JERUSALEM, July 16 (Reuters) - Teva Pharmaceutical Industries, Israel’s largest company, reaped nearly 12 billion shekels ($3.3 billion) in government tax breaks between 2006 and 2011 as part of a programme to encourage capital investment, the Tax Authority said on Tuesday.
Teva, the world’s largest generic drugmaker, led the list of companies receiving annual tax breaks at 11.78 billion shekels, followed by Israel Chemicals at 2.2 billion and Check Point Software Technologies at 1.65 billion, the authority said.
They were among many other public companies who received state tax benefits.
Such figures have been published in Israeli newspapers, fuelling outrage from politicians and the public who believe that the government should not be doling out tax breaks when the budget faces a large deficit that will be closed by spending cuts and tax hikes.

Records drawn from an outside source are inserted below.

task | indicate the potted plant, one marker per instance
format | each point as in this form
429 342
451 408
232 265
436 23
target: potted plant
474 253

Teva, which had revenue above $20 billion in 2012, said it has and will continue to pay taxes in full compliance with the law.
“Teva has fulfilled the purpose and lives up to the spirit of the Capital Investment Encouragement Law,” it said in response to the report. “The law greatly contributed to Teva’s expansion in Israel, to the country’s competitiveness, and to boosting the periphery.”
In the past decade Teva doubled the number of its direct employees in Israel to more than 7,100 and has invested 8 billion shekels constructing new facilities and 15 billion in research and development. Its exports in the past decade totalled 140 billion shekels.
In response to the list of companies receiving benefits, the Finance Ministry said they were approved by the government.
“These benefits are being re-examined by Finance Minister Yair Lapid with a goal of updating and adapting them to the needs and economic reality,” the ministry said in a statement.